1. A method of forming a shallow trench isolation structure, comprising:

forming a mask structure over active regions of a substrate, thereby defining a trench region therebetween;

performing a descum to remove any particulate matter that may be in the trench region over the substrate; and

forming a trench in the substrate corresponding to the trench region of the mask structure.

2. The method of claim 1, wherein forming the mask structure comprises:

forming a nitride layer over the substrate;

forming a photoresist layer over the nitride layer; and

selectively removing a portion of the photoresist layer to define the trench region.

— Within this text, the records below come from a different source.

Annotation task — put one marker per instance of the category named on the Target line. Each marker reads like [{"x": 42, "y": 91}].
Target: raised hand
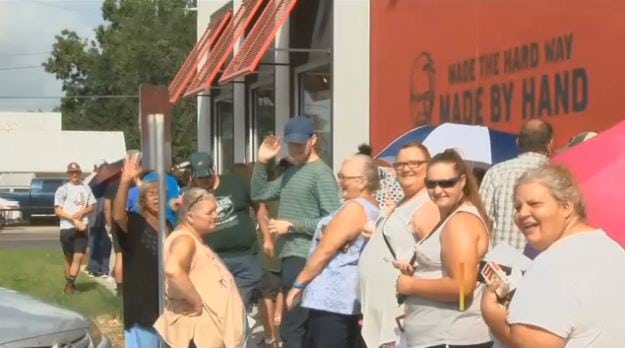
[
  {"x": 269, "y": 148},
  {"x": 132, "y": 168}
]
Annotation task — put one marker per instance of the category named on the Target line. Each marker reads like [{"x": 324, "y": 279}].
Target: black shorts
[
  {"x": 74, "y": 242},
  {"x": 270, "y": 285},
  {"x": 114, "y": 239}
]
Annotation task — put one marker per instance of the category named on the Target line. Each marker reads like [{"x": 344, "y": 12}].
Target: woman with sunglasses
[
  {"x": 447, "y": 259},
  {"x": 393, "y": 239},
  {"x": 203, "y": 307}
]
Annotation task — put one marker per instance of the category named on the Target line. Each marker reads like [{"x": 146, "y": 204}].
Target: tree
[{"x": 140, "y": 42}]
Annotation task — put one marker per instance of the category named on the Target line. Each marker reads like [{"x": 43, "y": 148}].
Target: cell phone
[{"x": 492, "y": 272}]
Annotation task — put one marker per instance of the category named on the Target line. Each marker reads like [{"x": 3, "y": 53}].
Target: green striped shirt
[{"x": 307, "y": 193}]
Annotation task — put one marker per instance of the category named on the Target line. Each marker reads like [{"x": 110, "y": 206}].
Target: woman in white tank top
[{"x": 435, "y": 316}]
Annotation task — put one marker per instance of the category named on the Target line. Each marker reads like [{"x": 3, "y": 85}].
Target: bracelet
[{"x": 300, "y": 286}]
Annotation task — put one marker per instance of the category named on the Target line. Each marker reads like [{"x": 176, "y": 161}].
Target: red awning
[
  {"x": 258, "y": 40},
  {"x": 188, "y": 70},
  {"x": 220, "y": 53}
]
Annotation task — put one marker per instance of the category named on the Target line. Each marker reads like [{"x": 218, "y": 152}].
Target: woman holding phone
[
  {"x": 570, "y": 297},
  {"x": 393, "y": 238}
]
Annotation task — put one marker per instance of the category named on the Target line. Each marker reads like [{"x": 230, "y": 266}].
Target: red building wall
[{"x": 496, "y": 63}]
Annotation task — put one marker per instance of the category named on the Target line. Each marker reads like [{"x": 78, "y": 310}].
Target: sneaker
[{"x": 69, "y": 289}]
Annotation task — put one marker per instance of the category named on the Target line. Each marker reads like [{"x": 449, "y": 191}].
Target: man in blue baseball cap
[{"x": 308, "y": 191}]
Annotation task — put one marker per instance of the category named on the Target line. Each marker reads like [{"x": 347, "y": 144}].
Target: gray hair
[
  {"x": 560, "y": 182},
  {"x": 369, "y": 171},
  {"x": 189, "y": 199}
]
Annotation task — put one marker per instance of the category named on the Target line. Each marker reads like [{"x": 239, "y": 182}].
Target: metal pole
[{"x": 157, "y": 148}]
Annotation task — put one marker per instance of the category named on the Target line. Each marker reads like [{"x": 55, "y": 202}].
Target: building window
[
  {"x": 263, "y": 116},
  {"x": 224, "y": 135},
  {"x": 315, "y": 100}
]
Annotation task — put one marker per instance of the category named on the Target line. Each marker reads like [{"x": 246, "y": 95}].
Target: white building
[
  {"x": 33, "y": 144},
  {"x": 305, "y": 52}
]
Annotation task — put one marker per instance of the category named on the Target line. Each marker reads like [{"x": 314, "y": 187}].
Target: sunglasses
[
  {"x": 447, "y": 183},
  {"x": 347, "y": 177},
  {"x": 409, "y": 164}
]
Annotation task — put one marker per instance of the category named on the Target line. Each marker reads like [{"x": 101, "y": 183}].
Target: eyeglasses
[
  {"x": 409, "y": 164},
  {"x": 347, "y": 177},
  {"x": 447, "y": 183},
  {"x": 197, "y": 199}
]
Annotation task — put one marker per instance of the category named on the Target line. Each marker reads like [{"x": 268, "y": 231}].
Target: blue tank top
[{"x": 335, "y": 289}]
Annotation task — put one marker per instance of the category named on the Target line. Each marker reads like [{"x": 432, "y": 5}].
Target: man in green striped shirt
[{"x": 307, "y": 192}]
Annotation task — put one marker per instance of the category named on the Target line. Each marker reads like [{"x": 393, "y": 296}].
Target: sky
[{"x": 27, "y": 31}]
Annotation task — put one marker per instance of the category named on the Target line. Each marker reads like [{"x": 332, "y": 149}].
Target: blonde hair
[
  {"x": 560, "y": 182},
  {"x": 143, "y": 190},
  {"x": 189, "y": 199},
  {"x": 369, "y": 171}
]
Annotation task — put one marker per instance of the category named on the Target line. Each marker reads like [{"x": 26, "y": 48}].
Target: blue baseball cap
[{"x": 299, "y": 129}]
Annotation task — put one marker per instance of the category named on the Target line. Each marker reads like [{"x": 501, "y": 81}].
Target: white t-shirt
[
  {"x": 574, "y": 290},
  {"x": 72, "y": 198}
]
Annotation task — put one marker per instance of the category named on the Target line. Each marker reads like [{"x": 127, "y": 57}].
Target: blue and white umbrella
[{"x": 477, "y": 144}]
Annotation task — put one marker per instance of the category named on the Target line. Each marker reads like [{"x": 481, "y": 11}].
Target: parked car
[
  {"x": 28, "y": 322},
  {"x": 9, "y": 212},
  {"x": 38, "y": 201}
]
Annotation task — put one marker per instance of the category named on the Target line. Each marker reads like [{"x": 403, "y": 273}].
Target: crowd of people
[{"x": 380, "y": 256}]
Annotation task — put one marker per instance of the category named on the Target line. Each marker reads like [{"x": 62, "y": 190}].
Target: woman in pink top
[{"x": 203, "y": 306}]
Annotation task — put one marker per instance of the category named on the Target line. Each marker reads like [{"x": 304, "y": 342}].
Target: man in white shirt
[
  {"x": 73, "y": 203},
  {"x": 535, "y": 146}
]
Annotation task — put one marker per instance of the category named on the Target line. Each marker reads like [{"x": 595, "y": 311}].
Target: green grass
[{"x": 39, "y": 272}]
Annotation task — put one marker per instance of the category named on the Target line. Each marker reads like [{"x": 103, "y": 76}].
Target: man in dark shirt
[{"x": 234, "y": 238}]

3. The method of claim 2, further comprising patterning the nitride layer using the photoresist layer as an etch mask to define the trench region in the patterned nitride layer.

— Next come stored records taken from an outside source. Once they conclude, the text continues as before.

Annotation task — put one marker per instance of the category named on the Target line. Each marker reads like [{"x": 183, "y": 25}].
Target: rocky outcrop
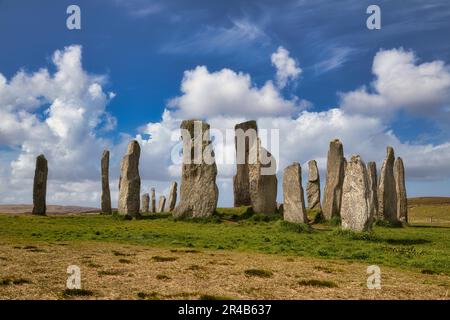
[
  {"x": 387, "y": 195},
  {"x": 130, "y": 181},
  {"x": 400, "y": 188},
  {"x": 293, "y": 198},
  {"x": 198, "y": 189},
  {"x": 263, "y": 180},
  {"x": 172, "y": 196},
  {"x": 313, "y": 187},
  {"x": 40, "y": 186},
  {"x": 334, "y": 180},
  {"x": 245, "y": 136},
  {"x": 355, "y": 208},
  {"x": 106, "y": 195},
  {"x": 373, "y": 188}
]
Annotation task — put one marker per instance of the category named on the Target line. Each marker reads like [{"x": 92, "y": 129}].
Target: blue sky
[{"x": 143, "y": 48}]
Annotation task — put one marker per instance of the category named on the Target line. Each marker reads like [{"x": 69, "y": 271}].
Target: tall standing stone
[
  {"x": 355, "y": 208},
  {"x": 145, "y": 201},
  {"x": 293, "y": 198},
  {"x": 313, "y": 186},
  {"x": 172, "y": 196},
  {"x": 400, "y": 187},
  {"x": 263, "y": 179},
  {"x": 198, "y": 189},
  {"x": 106, "y": 195},
  {"x": 246, "y": 134},
  {"x": 387, "y": 194},
  {"x": 130, "y": 181},
  {"x": 161, "y": 204},
  {"x": 334, "y": 180},
  {"x": 153, "y": 200},
  {"x": 373, "y": 188},
  {"x": 40, "y": 186}
]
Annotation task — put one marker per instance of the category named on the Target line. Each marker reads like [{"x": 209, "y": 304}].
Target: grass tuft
[
  {"x": 318, "y": 283},
  {"x": 258, "y": 273},
  {"x": 163, "y": 259}
]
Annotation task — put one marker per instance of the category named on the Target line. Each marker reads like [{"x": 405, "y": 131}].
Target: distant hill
[
  {"x": 51, "y": 209},
  {"x": 429, "y": 201}
]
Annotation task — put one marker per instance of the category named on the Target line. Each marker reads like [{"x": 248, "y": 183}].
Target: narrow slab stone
[
  {"x": 246, "y": 134},
  {"x": 400, "y": 187},
  {"x": 172, "y": 196},
  {"x": 198, "y": 189},
  {"x": 145, "y": 201},
  {"x": 161, "y": 204},
  {"x": 40, "y": 186},
  {"x": 313, "y": 186},
  {"x": 334, "y": 180},
  {"x": 387, "y": 194},
  {"x": 263, "y": 180},
  {"x": 373, "y": 188},
  {"x": 355, "y": 209},
  {"x": 153, "y": 200},
  {"x": 106, "y": 195},
  {"x": 293, "y": 197},
  {"x": 130, "y": 181}
]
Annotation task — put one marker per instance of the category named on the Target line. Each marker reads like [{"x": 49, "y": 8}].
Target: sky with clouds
[{"x": 310, "y": 69}]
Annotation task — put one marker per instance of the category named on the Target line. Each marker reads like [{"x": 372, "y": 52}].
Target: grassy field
[{"x": 291, "y": 261}]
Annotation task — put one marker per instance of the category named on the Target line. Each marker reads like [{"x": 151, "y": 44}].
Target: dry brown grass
[{"x": 198, "y": 273}]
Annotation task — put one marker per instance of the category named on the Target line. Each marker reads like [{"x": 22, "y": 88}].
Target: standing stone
[
  {"x": 387, "y": 194},
  {"x": 130, "y": 181},
  {"x": 400, "y": 187},
  {"x": 161, "y": 204},
  {"x": 263, "y": 179},
  {"x": 373, "y": 188},
  {"x": 40, "y": 186},
  {"x": 313, "y": 187},
  {"x": 172, "y": 196},
  {"x": 153, "y": 200},
  {"x": 246, "y": 134},
  {"x": 106, "y": 195},
  {"x": 293, "y": 198},
  {"x": 198, "y": 189},
  {"x": 355, "y": 208},
  {"x": 145, "y": 200},
  {"x": 334, "y": 180}
]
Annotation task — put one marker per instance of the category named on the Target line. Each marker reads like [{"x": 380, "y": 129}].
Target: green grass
[{"x": 416, "y": 247}]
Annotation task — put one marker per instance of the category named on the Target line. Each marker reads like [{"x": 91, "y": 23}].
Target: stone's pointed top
[{"x": 251, "y": 124}]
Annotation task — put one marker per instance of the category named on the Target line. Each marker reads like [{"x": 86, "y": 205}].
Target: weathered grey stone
[
  {"x": 373, "y": 188},
  {"x": 387, "y": 195},
  {"x": 172, "y": 196},
  {"x": 334, "y": 180},
  {"x": 293, "y": 198},
  {"x": 198, "y": 189},
  {"x": 355, "y": 208},
  {"x": 145, "y": 201},
  {"x": 106, "y": 195},
  {"x": 400, "y": 187},
  {"x": 161, "y": 204},
  {"x": 313, "y": 186},
  {"x": 40, "y": 186},
  {"x": 280, "y": 208},
  {"x": 263, "y": 179},
  {"x": 130, "y": 181},
  {"x": 153, "y": 200},
  {"x": 246, "y": 134}
]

4. The method of claim 2, further comprising forming an anti-reflective coating over the nitride layer and before forming the photoresist layer.

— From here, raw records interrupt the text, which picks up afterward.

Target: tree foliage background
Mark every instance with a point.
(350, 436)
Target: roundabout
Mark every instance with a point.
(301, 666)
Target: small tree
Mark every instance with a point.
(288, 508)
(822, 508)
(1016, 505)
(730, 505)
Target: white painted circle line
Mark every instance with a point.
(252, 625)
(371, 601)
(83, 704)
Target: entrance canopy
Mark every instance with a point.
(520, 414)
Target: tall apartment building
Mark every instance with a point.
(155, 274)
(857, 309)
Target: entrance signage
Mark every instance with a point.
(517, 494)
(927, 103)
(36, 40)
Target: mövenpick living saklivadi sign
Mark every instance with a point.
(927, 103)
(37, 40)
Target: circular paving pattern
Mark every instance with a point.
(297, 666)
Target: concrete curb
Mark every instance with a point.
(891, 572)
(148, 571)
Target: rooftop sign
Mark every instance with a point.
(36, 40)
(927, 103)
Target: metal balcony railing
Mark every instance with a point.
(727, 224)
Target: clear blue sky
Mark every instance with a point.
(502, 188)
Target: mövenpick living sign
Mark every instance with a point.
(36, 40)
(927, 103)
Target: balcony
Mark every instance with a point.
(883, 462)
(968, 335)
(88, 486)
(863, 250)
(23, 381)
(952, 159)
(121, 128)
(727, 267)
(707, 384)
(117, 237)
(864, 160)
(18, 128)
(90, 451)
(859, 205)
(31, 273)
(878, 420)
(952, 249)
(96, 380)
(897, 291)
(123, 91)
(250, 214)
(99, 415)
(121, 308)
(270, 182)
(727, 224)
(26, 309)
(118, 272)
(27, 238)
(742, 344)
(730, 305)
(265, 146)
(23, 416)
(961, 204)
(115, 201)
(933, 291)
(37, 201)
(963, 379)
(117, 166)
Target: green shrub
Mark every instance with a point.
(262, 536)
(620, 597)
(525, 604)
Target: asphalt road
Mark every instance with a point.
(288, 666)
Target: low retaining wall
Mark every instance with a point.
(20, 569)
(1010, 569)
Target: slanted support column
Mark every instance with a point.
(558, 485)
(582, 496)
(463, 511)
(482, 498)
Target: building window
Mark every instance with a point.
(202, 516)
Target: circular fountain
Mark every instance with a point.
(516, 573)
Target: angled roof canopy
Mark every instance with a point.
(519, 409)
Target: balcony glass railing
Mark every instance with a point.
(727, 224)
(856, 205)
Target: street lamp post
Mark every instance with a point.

5. The method of claim 1, wherein performing the descum comprises subjecting the mask structure and the trench region with an etchant, thereby removing the particulate matter from the trench region.

6. The method of claim 5, wherein the etchant comprises an oxygen based plasma.

7. The method of claim 6, further comprising biasing the substrate, thereby directing oxygen ions in the oxygen based plasma substantially vertically toward the substrate.

8. The method of claim 1, further comprising filling the trench with an electrically insulating material.

9. A method of forming a shallow trench isolation structure, comprising:

forming a base buffer layer over the substrate;

forming a mask layer over the base buffer layer;

patterning the mask layer to form an opening therein defining a trench region thereat and active regions elsewhere;

performing a descum operation to remove any particulate matter in the mask layer opening;

patterning the base buffer layer and the substrate through the mask layer opening, thereby forming a trench in the substrate.

10. The method of claim 9, wherein the base buffer layer comprises a silicon nitride layer.

11. The method of claim 10, wherein the base buffer layer further comprises a pad oxide layer interposed between the silicon nitride layer and the substrate.

12. The method of claim 9, wherein forming the mask layer comprises depositing a photoresist layer.

13. The method of claim 12, wherein patterning the mask layer comprises:

subjecting a portion of the photoresist layer associated with the opening to radiation; and

subjecting the photoresist layer to a developer, thereby removing the portion of the photoresist layer associated with the opening.

14. The method of claim 13, further comprising:

forming an anti-reflective coating over the base buffer layer prior to forming the mask layer; and

patterning the anti-reflective coating using the patterned mask layer after the descum operation.

15. The method of claim 9, wherein performing the descum operation comprises subjecting the patterned mask layer to an etchant, thereby removing any particulate matter from the opening.

16. The method of claim 15, wherein the etchant comprises an oxygen based plasma.

17. The method of claim 16, further comprising biasing the substrate, thereby directing oxygen ions in the oxygen based plasma substantially vertically toward the substrate.

18. The method of claim 9, further comprising filling the trench with an electrically insulating material.

19. A method of forming a shallow trench isolation structure, comprising:

forming a patterned etch mask over the substrate, the patterned etch mask defining a trench opening;

performing a descum operation after forming the patterned etch mask, thereby removing any particulate matter from the trench opening;

forming a trench corresponding to the trench opening in the substrate; and

filling the trench with an electrically isolating material.

20. The method of claim 19, wherein the patterned etch mask comprises a developed photoresist, and further comprising forming a nitride layer over the substrate prior to forming the patterned etch mask.

21. The method of claim 19, wherein performing the descum operation comprises subjecting the patterned etch mask to an oxygen based plasma.

22. The method of claim 21, further comprising applying a bias to the substrate, thereby directing oxygen ions in the oxygen based plasma down toward the substrate in a generally vertical direction.